Atipicità apparente. L'aticipicità del contratto è solo apparente: nella maggior parte dei casi si tratta
di rapporti di lavoro subordinato mascherati, soprattutto per i collaboratori. Infatti tra i co.co.co. il 78,5
per cento lavora per un unico datore di lavoro, il 73,1 per cento svolge un lavoro a tempo pieno e al 71
per cento viene richiesta una presenza quotidiana. Solo il 12,9 per cento gestisce in modo del tutto
autonomo i modi e i tempi del proprio lavoro.
Stipendi bassi. Gli stipendi sono in media bassi, soprattutto per le donne: oltre i tre quarti dei
lavoratori atipici percepisce una retribuzione mensile che non supera i 1.000 euro netti (la percentuale
cambia a seconda del sesso: si tratta dell'82,9 per cento delle donne e del 67,9 per cento degli uomini).
In effetti però il 30 per cento delle donne non va oltre i 400 euro mensili, contro il 20,2 per cento degli
uomini. Solo il 17,1 per cento degli uomini e il 15 per cento delle donne percepisce tra i 1000 e i 1400
euro al mese. I due terzi degli intervistati (65,9 per cento) dichiarano di essere poco o per niente
soddisfatti del trattamento economico: si dichiara molto soddisfatto appena il 4,7 per cento.
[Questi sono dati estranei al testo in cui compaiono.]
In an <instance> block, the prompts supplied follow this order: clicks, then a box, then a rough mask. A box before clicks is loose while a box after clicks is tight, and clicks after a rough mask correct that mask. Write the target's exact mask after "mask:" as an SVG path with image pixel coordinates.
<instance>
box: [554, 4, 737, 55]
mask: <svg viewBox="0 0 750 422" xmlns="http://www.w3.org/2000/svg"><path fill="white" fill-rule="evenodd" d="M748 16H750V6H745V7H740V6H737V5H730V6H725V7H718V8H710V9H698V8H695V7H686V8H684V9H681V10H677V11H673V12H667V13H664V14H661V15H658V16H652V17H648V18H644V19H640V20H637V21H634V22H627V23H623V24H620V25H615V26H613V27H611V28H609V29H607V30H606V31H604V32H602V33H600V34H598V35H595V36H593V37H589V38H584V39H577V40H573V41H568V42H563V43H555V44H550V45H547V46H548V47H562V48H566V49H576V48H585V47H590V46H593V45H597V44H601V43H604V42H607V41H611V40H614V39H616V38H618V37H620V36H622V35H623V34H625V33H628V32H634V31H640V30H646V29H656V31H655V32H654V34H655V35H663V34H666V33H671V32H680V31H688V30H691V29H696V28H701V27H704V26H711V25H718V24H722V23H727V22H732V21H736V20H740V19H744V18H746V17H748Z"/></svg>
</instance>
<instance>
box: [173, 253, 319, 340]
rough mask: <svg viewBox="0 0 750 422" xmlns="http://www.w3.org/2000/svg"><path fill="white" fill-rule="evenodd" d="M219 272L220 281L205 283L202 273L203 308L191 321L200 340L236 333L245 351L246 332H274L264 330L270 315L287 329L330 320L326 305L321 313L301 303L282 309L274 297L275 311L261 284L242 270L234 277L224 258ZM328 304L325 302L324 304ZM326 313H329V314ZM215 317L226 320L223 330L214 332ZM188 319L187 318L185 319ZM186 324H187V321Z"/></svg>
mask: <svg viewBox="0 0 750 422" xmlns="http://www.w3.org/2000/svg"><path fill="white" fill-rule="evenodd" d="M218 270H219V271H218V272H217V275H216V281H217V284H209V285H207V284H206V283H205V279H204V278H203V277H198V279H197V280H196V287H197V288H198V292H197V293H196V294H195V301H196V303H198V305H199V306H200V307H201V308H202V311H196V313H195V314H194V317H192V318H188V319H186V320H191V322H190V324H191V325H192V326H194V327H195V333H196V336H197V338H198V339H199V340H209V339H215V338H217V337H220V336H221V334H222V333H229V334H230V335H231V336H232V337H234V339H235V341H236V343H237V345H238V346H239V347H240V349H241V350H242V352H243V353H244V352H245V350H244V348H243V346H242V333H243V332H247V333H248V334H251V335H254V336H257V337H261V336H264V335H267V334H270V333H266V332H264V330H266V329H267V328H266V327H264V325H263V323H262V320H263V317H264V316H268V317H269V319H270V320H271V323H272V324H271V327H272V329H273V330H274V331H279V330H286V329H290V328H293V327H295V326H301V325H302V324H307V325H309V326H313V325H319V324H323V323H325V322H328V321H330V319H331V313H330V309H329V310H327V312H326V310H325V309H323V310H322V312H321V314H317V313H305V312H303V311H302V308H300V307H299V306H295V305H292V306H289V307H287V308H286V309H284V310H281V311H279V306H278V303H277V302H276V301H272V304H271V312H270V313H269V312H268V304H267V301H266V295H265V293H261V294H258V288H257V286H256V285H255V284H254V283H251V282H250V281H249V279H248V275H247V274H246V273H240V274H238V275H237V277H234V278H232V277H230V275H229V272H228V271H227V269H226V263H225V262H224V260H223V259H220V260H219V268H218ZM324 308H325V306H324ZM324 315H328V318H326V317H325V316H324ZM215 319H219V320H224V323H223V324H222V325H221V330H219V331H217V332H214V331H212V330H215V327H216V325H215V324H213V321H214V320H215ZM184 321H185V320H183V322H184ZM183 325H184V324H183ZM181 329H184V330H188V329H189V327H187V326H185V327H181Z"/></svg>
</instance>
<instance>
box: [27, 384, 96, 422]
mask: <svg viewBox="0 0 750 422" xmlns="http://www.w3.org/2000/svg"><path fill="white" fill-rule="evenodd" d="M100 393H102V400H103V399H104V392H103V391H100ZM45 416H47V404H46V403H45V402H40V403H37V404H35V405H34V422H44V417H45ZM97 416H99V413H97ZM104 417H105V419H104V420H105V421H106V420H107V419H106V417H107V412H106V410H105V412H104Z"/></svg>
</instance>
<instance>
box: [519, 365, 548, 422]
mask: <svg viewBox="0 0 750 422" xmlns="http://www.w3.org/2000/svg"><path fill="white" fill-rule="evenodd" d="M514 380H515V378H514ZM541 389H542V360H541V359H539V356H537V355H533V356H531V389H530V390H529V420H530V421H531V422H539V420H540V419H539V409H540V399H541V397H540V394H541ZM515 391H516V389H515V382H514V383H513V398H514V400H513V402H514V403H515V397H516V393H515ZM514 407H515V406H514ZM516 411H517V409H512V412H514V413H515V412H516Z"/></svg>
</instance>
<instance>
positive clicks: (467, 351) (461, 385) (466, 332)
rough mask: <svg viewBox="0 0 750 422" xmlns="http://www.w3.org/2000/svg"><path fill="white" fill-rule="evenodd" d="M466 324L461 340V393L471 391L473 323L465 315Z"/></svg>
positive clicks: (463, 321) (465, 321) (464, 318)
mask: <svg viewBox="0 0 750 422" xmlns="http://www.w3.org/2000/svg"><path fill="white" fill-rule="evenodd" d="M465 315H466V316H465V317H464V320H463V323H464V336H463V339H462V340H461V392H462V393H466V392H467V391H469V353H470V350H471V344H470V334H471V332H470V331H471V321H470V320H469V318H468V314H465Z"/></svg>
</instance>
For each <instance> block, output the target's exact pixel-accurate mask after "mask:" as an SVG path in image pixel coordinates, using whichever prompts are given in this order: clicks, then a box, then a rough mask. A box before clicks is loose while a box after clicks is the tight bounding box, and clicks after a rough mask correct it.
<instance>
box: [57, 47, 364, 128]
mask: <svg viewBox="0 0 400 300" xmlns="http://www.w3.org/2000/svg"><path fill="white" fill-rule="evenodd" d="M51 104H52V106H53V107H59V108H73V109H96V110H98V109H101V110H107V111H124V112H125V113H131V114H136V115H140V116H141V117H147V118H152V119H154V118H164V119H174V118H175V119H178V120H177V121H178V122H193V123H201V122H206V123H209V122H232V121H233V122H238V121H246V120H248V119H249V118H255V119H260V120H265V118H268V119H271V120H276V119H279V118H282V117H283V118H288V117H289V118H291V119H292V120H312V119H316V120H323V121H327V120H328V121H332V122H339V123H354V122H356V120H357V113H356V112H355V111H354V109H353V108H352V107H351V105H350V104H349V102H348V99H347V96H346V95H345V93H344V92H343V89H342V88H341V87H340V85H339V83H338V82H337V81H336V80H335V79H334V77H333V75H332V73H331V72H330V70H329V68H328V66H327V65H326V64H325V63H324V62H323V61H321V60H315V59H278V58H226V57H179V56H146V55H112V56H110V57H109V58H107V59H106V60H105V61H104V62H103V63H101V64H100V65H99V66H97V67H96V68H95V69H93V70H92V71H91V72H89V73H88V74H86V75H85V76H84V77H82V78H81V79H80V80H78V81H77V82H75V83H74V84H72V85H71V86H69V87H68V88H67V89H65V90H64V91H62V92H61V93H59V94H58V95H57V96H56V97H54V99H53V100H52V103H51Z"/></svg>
Mancanza di tutela. Essere atipici significa non poter effettuare scelte di vita importanti: lo denuncia
il 76,3 per cento delle donne e il 52,8 per cento degli uomini. E' un aspetto che si fa sentire di più con
l'età (pesa al 74,7 per cento di coloro che hanno tra i 33 e i 39 anni). Il 90,5 per cento delle donne e
l'83,9 per cento degli uomini ritiene che il diritto alla maternità sia poco o per niente garantito. Non ci
si stupisce dunque che la stragrande maggioranza del campione (l'89,7 per cento) sia celibe o nubile:
solo il 6,5 per cento degli intervistati ha uno (3,4 per cento) o più figli (3,1 per cento).
Nessun diritto. Per l'81,6 per cento degli intervistati non è tutelato il diritto alla malattia. Oltre il 90
per cento degli intervistati si sente poco o per nulla tutelato rispetto al diritto di sciopero. L'87,9 per
cento lamenta la mancanza del diritto alla formazione.
La casa: niente mutuo, difficoltà per l'affitto. Il 71,3 per cento degli intervistati afferma che il fatto
di essere un lavoratore atipico ha influito molto (51,8 per cento) o abbastanza (19,5 per cento) sulla
possibilità di avere un mutuo per comprare una casa. Ma per il 58,8 per cento ha condizionato
negativamente perfino la possibilità di prendere in affitto un appartamento.
Ansia, depressione, malattie psicosomatiche. La maggior parte delle donne lamenta stati di ansia
(52,5 per cento, contro il 37,7 degli uomini) dovuti alla preoccupazione per la mancanza di stabilità nel
proprio lavoro. Il 36,7 per cento del segmento più maturo del campione (33-39 anni) è soggetto a stati
depressivi frequenti (28,7 per cento) o continui (8 per cento). Il 59,6 per cento soffre almeno qualche
volta di disturbi gastro-intestinali, il 55,8 per cento di di dolori muscolari, il 55,3 per cento di
emicranie e mal di testa, il 45,5 per cento di stanchezza cronica, il 40,2 per cento di disturbi della vista,
il 38,8 per cento di problemi cutanei, il 37,2 per cento di inappetenza e debolezza. Il 16,3 per cento
accusa disturbi sessuali, alimentari (15,9 per cento) e il 18 per cento soffre di attacchi di panico, tra
questi ultimi il 6,1 per cento in modo frequente o continuo.
La pensione. Tra le donne il 37,5 per cento ritiene che quando smetterà di lavorare non avrà una
pensione, mentre il 34 per cento pensa che comunque questa non sarà sufficiente a garantire una
vecchiaia dignitosa. In totale il 63,7 per cento del campione ritiene che comunque la pensione che avrà
a fine lavoro sarà insufficiente a garantire un livello di vita dignitoso o non ci sarà affatto. Non a caso
il 34,5 per cento vorrebbe garantirsi una pensione integrativa ma non riesce a provvedervi, perché non
ne ha i mezzi.
Il futuro? Pessimo. Il 52,2 per cento delle donne immagina il proprio futuro economico mediocre o
pessimo. Stessa percezione per il 59,8 per cento degli intervistati di età compresa tra i 33 e i 39 anni, e
per il 59,5 per cento di coloro che vantano un'esperienza lavorativa ultradecennale.